SYSTEMS
SYSTEMS
by William H. Benson
January 27, 2000
All parts of a system must work for the life form/organization/machine to function, to thrive, to win. Building a tried-and-true winning system is not easy. It is the part of the system ignored or forgotten about that causes the losses, the crashes, and the system breakdowns.
For example, an airplane is a system of systems–fuel, hydraulics, electronics, etc. A failure in one of those systems can cause loss of flight and a potential crash. That is why engineers design dual and triple backup systems. When one hydraulic system fails, the pilot reaches for another.
The human body is also a system of systems. The heart, lungs, blood, nerves, kidneys all do their duty and serve a crucial purpose. Damage or disruption in one system brings on sickness.
Football is a game also composed of systems: offense, defense, the line, the middle linebacker, the safety, special teams, passing game, running game, blocking, tackling, punting, and kicking. To win the Super Bowl, all of a team’s systems must work a measure better than the opposing team’s. The winner is not necessarily the team with the best record but the team that makes it to the playoffs and then wins there. The team’s systems must perform at a peak and at full throttle.
The family is a system in which parents and children both can thrive given the right qualities: optimistic attitudes, truthfulness, kindliness, acceptance, gentility, firmness, a refusal to choose nothing but the best, compliments, self-esteem boosters, punctuality, respect for authority and learning, and orderliness. Without a healthy dose of at least some of those attributes, the individual members lose heart and then look elsewhere for sustenance.
But systems do disintegrate. Airplanes occasionally crash. Human bodies eventually give up. A football team’s leading rusher suffers a season-ending injury. The winning quarterback retires. The replacements are not quite of the same calibre, and the winning edge is lost. The system grinds down. The team loses another chance at the Super Bowl.
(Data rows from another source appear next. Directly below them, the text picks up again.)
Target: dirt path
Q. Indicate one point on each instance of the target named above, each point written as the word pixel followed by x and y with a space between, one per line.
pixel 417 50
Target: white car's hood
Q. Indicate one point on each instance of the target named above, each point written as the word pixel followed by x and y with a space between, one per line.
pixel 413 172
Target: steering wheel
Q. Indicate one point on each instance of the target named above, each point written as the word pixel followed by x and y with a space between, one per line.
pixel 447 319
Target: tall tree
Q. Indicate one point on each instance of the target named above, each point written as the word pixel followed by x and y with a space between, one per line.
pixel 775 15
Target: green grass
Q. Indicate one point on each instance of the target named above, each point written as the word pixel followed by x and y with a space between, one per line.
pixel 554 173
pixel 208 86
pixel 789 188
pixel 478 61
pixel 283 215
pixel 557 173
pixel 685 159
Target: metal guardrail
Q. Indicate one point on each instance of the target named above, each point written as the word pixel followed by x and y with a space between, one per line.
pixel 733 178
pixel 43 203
And even families drift and then fall apart. For example, a family that is marked by a fault-finding attitude, disrespect for authority, laziness, unfaithfulness, lack of consideration, or a refusal to spend time with each other leads to disruption. Children suffer when the system is topsy-turvy. What is truly “right” becomes, amazingly enough, the wrong thing to do, and what is truly “wrong” is suddenly the best choice. What is black is now white, and what is white is black. In a word, the system is messed up.
Lewis Carroll, who happened to be born on January 27, 1832, wrote about Alice in Wonderland at a tea party. She listened to guests talking strange and doing weird things. The Walrus said, “The time has come to talk of many things: Of shoes and ships and sealing wax, of cabbages and kings, and why the sea is boiling hot, and whether pigs have wings.”
Like Alice, human beings can quite innocently find themselves in situations where they feel like they are the only sober person at a party filled with drunks. The system has disintegrated. The trick is learning how to keep your own head on when all those around you are losing theirs.
National Geographic‘s latest edition discusses the possiblity of life on other planets–in other solar systems. The writers suppose that the life forms there will have sufficient size to support a head with sensory organs and a brain and have a skeleton with limbs. However, Seth Shostak of the SETI Institute in California cautions, “Nature is probably much more inventive than we are.”
Whatever their physical dimensions may be, I suspect that, should life arise on those planets, a certain “system”, similar to Earth’s, will also arise there. Exceptional physical talent will still be highly regarded. Beauty in all its forms will be highly esteemed. The powerful will win the games and the thrones but will be invariably replaced over time by others yet more powerful. Intelligence and reasoning skills will, like cream, rise to the very top. Thoughtful planning and the execution of those plans will still win the ball games. Patience, perseverance, and optimism will be their own reward. Some things, some “systems”, even if on other planets, will not change.